No Congresso prepara-se reação
imediata, uma vez confirmada a tendência dos juízes. Justifica-se que não seria
possível cumprir a ordem da Justiça, para fazer campanha sem doações privadas,
se não houver substancial aumento do financiamento público a partidos e
candidatos.
Nas duas últimas eleições foram
registradas 420 mil candidaturas a vereador em 5.500 municípios. Pelas contas
mais conservadoras, isso custaria ao menos R$ 4 bilhões ao Tesouro Nacional —
ou seja, despesa equivalente a dois meses de Bolsa Família apenas com o
preenchimento de 56.810 vagas nas Câmaras Municipais.
A questão seguinte, nesse caso, é
como dividir a bolada de dinheiro público entre 420 mil candidatos. Seria
impossível a partilha, argumenta-se, sem a adoção do voto em lista fechada,
definida pelas cúpulas dos partidos políticos.
Planeja-se apresentar o fim do
financiamento privado aos partidos e candidatos, complementado pelo voto em
lista fechada, como alavanca para “moralizar” a política, em resposta ao ronco
das manifestações de rua contra a corrupção.

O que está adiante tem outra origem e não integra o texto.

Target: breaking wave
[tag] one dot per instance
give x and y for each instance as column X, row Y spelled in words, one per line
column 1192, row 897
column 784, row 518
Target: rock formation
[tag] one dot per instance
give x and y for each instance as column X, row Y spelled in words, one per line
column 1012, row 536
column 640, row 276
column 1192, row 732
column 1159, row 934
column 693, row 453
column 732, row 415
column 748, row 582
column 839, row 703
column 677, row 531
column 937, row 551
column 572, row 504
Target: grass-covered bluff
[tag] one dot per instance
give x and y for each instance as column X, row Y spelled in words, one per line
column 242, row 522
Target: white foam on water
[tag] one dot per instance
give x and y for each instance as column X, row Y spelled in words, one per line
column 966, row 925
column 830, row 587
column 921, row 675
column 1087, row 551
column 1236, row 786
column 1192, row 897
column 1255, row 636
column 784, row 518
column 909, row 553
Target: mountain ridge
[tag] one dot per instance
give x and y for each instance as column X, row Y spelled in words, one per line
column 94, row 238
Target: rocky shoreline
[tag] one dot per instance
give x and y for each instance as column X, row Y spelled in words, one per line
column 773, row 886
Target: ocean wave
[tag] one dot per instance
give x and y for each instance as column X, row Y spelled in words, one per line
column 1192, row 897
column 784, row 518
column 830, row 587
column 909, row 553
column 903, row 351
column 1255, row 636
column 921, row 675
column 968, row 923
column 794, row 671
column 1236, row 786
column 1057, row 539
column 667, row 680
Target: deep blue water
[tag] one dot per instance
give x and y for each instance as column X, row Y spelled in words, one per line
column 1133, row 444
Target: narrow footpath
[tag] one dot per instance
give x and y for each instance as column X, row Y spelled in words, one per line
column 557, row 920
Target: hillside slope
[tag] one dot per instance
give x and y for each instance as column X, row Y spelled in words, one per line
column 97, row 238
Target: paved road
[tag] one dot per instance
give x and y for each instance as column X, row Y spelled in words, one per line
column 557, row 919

Puro engodo. A conexão política das
empresas no Brasil ocorre no uso partidário dos fundos de pensão das empresas
estatais, que têm patrimônio milionário e participam do controle acionário das
100 maiores empresas; pela reserva de um terço das vagas em conselhos de
administração das companhias privadas para pessoas politicamente conectadas; e
pelo acesso privilegiado ao caixa do sistema financeiro estatal —principalmente
o BNDES —, que tem sido decisivo para a expansão e diversificação dos grupos
empresariais dentro e fora das fronteiras nacionais.
Por trás da manobra, há coisa pior: a
ideia de que a democracia é a mãe de todas as corrupções. Uma formulação
rudimentar, acoplada ao oportunismo para manipulação política com objetivos
pouco democráticos, numa era em que o poder é cada vez mais fácil de obter, mais
difícil de utilizar e mais fácil de perder.